The Revolution
I was just searching for something else…and came across this reply I made concerning a post by Alex Steffen on WorldChanging. (There was also a good discussion on small arms trade that’s worth revisiting as well.) I walked past a Tamil protest in the city today and, once again, am considering the effects of revolutions on revolutionaries and—especially—on people caught in the middle. The comment below concerned The Green Revolution; however, as I think that political and environmental revolutions are closely entwined, the discussion is parallel. The comment:
“Revolutions are rarely bloodless (in the quite literal sense); you and I would have it so. We all discuss ways of positive change; we begin a thousand incremental movements toward a sustainable place for all living things. But as Jonathan mentions above, there are billions of people who are not necessarily thinking about this right now. They are not taking those steps. Our revolution may be velvet; though we must consider all the clouded rhetoric that surround these issues, at least we have the power to discern and determine our futures through “lifestyle choices.” We have in our hands a spectrum of paths that point to any number of futures. But, I fear, there are so many in the world who face a starker and much bloodier tomorrow.
If we are to have any future, the revolution (and I’m using that term without a solid definition here) will come. But, nothing dealing with ideas at such a large scale comes overnight; nothing comes to all of us at once. We’ve begin in the Global North, we take [those] steps (though more slowly that some of us would like to see); we are hopeful these will negate the damages done. We are hopeful that it’s not too late to heal.

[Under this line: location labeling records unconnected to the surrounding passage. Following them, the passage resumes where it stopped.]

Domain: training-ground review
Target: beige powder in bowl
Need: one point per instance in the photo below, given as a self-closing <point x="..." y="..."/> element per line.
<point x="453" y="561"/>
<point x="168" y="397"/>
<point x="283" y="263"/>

But, while we change, we ride on a cache of social order and wealth. Most of the South has no such buffer; the revolution will hit them hard and suddenly (we can already see this happening in places with scarce water resources and where food supply is endangered by global warming; the knock-on social effects are apparent).

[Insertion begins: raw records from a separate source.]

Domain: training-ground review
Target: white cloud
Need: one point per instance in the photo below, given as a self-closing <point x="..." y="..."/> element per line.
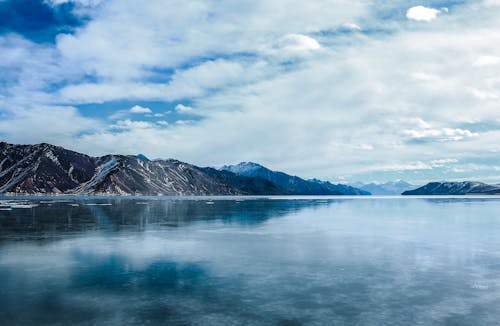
<point x="352" y="26"/>
<point x="314" y="104"/>
<point x="421" y="13"/>
<point x="299" y="43"/>
<point x="131" y="124"/>
<point x="441" y="135"/>
<point x="183" y="109"/>
<point x="140" y="109"/>
<point x="486" y="60"/>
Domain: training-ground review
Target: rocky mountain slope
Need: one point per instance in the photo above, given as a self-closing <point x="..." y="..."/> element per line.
<point x="391" y="188"/>
<point x="455" y="188"/>
<point x="48" y="169"/>
<point x="292" y="184"/>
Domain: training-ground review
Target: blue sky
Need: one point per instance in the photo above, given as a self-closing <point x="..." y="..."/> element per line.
<point x="335" y="89"/>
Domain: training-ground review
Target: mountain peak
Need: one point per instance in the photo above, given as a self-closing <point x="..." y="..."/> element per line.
<point x="142" y="157"/>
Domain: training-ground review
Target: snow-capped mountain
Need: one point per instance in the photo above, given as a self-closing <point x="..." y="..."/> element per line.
<point x="391" y="188"/>
<point x="48" y="169"/>
<point x="292" y="184"/>
<point x="455" y="188"/>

I say all the above to consider this: You and I know that radical change is needed; we have good hopes of determining what this is and living it out. Though I’m not completely living it now, I hope to do so in the incoming years so that all is well and I am not detrimental to society or the planet. All of “us” commit to this; we manage to become a positive encouragement in our society and change it for the better. Millions of “us” change; however, there are still billions of people on the planet who were not part of this initial revolution. There are still billions operating under “the old systems.” How do we bring the revolution to them?

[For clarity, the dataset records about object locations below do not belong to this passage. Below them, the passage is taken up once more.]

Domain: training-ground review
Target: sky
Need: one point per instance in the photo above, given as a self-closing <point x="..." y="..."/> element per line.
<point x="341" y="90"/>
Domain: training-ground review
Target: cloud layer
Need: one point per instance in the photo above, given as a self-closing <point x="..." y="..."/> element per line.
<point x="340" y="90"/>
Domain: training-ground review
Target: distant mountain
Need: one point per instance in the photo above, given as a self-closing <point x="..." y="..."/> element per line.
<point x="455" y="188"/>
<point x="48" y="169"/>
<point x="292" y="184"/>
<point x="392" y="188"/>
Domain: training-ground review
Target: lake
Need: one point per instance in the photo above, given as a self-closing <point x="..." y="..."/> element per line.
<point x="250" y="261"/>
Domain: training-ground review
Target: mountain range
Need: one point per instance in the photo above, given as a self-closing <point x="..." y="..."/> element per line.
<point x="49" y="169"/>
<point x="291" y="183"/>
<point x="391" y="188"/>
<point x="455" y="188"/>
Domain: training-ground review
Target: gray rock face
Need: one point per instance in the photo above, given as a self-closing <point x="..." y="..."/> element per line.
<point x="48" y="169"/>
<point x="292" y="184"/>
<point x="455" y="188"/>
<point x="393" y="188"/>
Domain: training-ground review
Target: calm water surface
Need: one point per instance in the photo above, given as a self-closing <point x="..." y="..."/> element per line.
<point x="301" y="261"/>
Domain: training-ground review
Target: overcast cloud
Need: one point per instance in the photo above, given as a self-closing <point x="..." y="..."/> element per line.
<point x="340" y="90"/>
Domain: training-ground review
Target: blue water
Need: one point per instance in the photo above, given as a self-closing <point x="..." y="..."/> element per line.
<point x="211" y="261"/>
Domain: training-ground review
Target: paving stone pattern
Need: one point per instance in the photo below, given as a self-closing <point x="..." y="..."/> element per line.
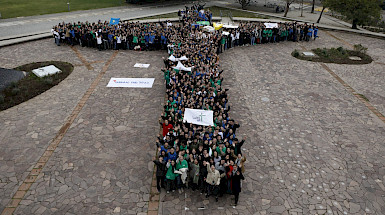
<point x="312" y="148"/>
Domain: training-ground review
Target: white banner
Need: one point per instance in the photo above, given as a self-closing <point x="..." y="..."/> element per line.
<point x="131" y="82"/>
<point x="141" y="65"/>
<point x="271" y="25"/>
<point x="198" y="117"/>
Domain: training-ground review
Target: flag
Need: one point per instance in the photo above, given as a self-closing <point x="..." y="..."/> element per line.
<point x="198" y="117"/>
<point x="114" y="21"/>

Alex, you are right, we have the responsibility to dream a new future for the world; it’s not enough to sit tidy at home. I do not think it grandiose to say that we must now think ideas that are better than what humanity has ever thought. All action springs from ideas, we must have the best ideas and inspire people with them.
What ideal world do we advocate? I think we do not yet have anything that would unify humanity to change in the radical way needed. We don’t have, for lack of a better metaphor, a scripture for the future of the world. (Or, perhaps, we haven’t properly interpreted the text written in nature all around us.) I can make the changes needed to save my world; that decision is relatively painless (though it require a complete restructuring of all my thought and action). The difficult part of a revolution is not changing me; the difficulty is generating and disseminating the ideas that change others. How do we shape the ideas of all the people in the world in the short time we have to do so? How do we make the green revolution velvet for us all?”